【出版时间及名称】:2009年11月中国银行业研究报告
【作者】:美林证券
【文件格式】:pdf
【页数】:39
【目录或简介】:
Flagging the risks and reshuffling within the sector
Consensus is so bullish on the China bank sector that we feel compelled to flag
some risk factors. First, the sector has outperformed the HSI and HSCEI in the
past two years, and now trades at mid cycle valuation. Without any regulatory
changes, EPS growth is likely to peak in 1H10 and ROE to peak in 2010. Second,
2010-2011 could be crowded with capital raising from both listed and non-listed
banks. Third, market may be disappointed by the potential impact of rate hikes.
We dropped BOC to Neutral, and prefer ICBC for its comfortable capital position.

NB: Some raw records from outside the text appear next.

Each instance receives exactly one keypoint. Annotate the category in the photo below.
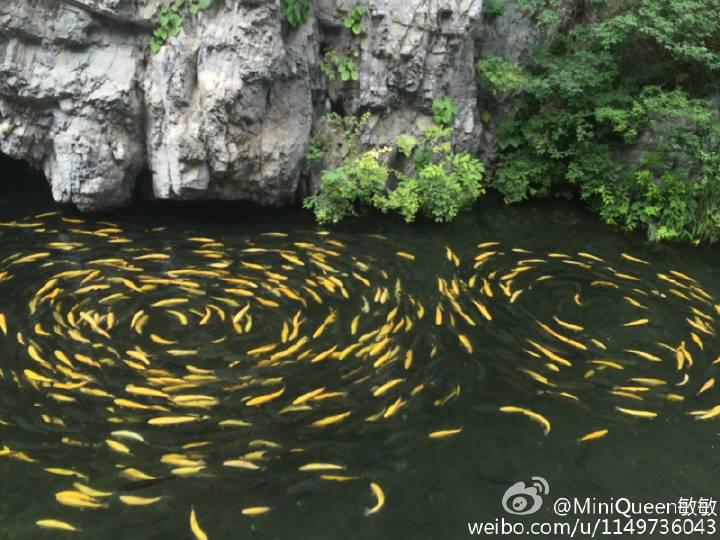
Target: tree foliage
(437, 183)
(621, 111)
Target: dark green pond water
(132, 339)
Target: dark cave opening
(20, 182)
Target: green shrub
(169, 19)
(493, 8)
(500, 75)
(588, 100)
(444, 111)
(439, 185)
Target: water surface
(234, 314)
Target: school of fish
(198, 361)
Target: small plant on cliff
(438, 183)
(169, 19)
(493, 8)
(354, 20)
(501, 75)
(444, 111)
(295, 12)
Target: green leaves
(444, 111)
(169, 20)
(354, 20)
(440, 184)
(616, 112)
(500, 75)
(296, 12)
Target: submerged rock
(226, 109)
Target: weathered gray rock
(225, 110)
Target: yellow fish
(636, 412)
(593, 435)
(195, 526)
(379, 498)
(254, 510)
(260, 400)
(540, 419)
(444, 433)
(55, 524)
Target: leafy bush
(169, 20)
(296, 12)
(638, 139)
(493, 8)
(444, 111)
(439, 184)
(500, 75)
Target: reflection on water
(381, 380)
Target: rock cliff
(226, 109)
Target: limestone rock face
(226, 109)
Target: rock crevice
(226, 109)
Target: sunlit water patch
(145, 372)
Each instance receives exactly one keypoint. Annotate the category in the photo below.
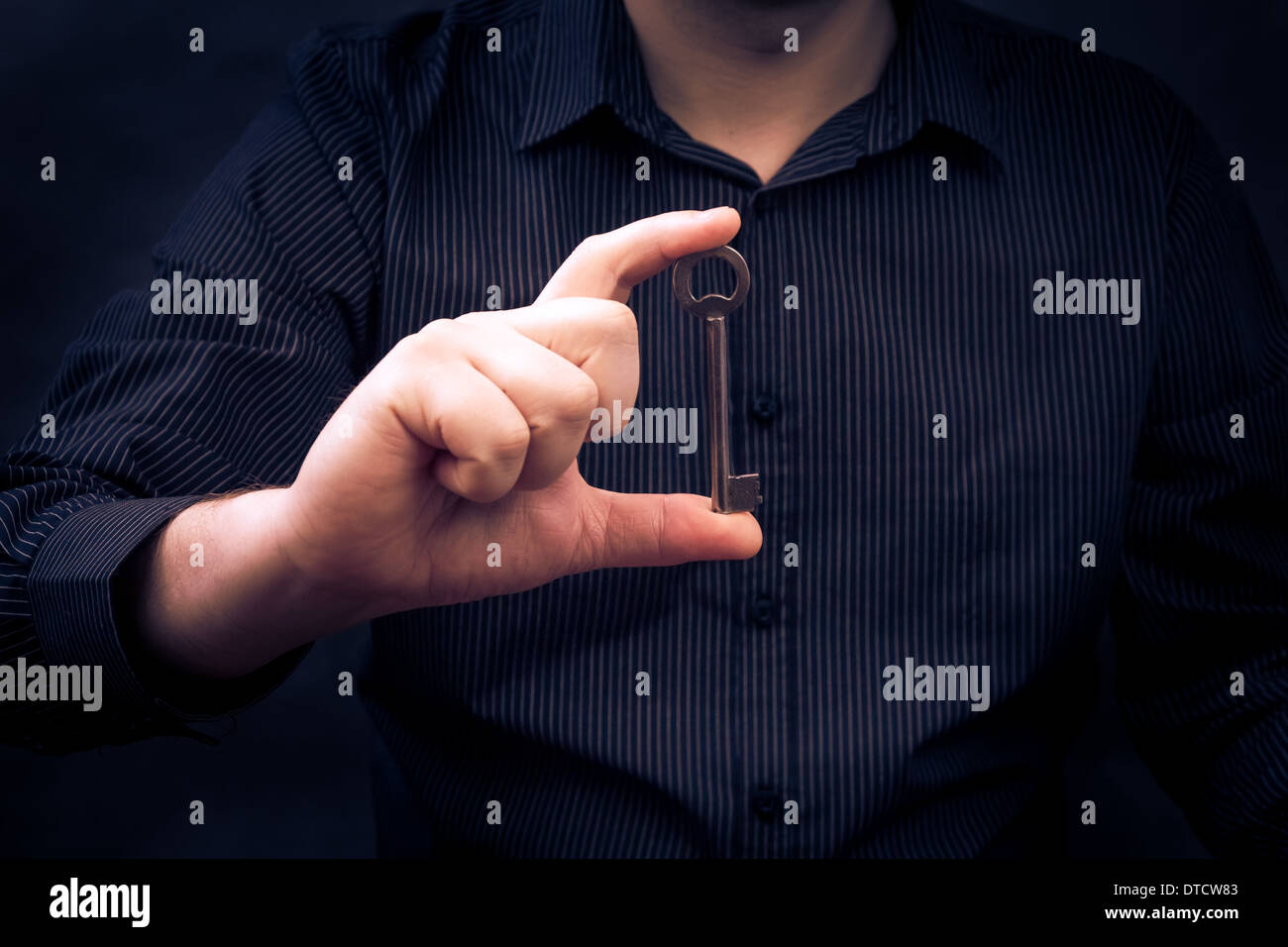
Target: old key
(729, 493)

CNCB is our preferred mid/small cap bank for now, mainly for its undemanding
valuation and improving profitability.
The phantom of capital raising – US$50bn needed?
Capital raising is likely to be a recurring theme for the Chinese banks, given their
relatively low pace of capital generation and high pace of credit expansion. State
banks with nearly 20% ROE should be able to sustain 10-12% pa loan growth,
while JSBs with mid teens ROE and 20%+ pa loan growth may need to raise
equity every 3-4 years. Based on our projection, 2010-11 could be crowded with
equity raising, and some US$50bn could be needed in aggregate. No H-share
bank other than CMB needs to raise equity in the next 12mths, although BoComm
and CNCB could be under increasing pressure from investors to raise equity in a
24mth horizon. Big 2 state banks and the listed city commercial banks have the
most comfortable capital position.
Potential disappointment from rate hikes
The rate hikes in 2006-07 led to nearly 60bp margin expansion and ~30%
earnings growth. The looming inflation pressure fueled expectation of rate hikes
and market optimism on the bank sector. We, however, are concerned that the
rate hikes may come later than expected, and the margin impact may be more
neutral than positive. In 2006, stability of the financial system was at risk, and
margin expansion was needed to resolve the high NPLs. Now the sector enjoys
record low NPL ratio and leading ROE, and regulators’ priority has changed –
deposit rates may be raised to compensate inflation, while lending rate should be
curbed to contain borrowers’ financing cost and credit risks – asymmetric rate hike
is a credible threat to bank margins.
Solid 3Q09 earnings
Large state banks led peers on profitability while CMB continued to be the worst.
Small banks out-performed in QoQ NIM expansion. Asset quality was stable, and
banks are on track to meet the 150% NPL coverage ratio requirement. Credit cost
remained low at ~40bp, which boosted the ROE to ~20%. Key disappointments
were uninspiring fee income growth, and the sharp rise in operating costs. For
2010, we are expecting double digit earnings growth for the sector.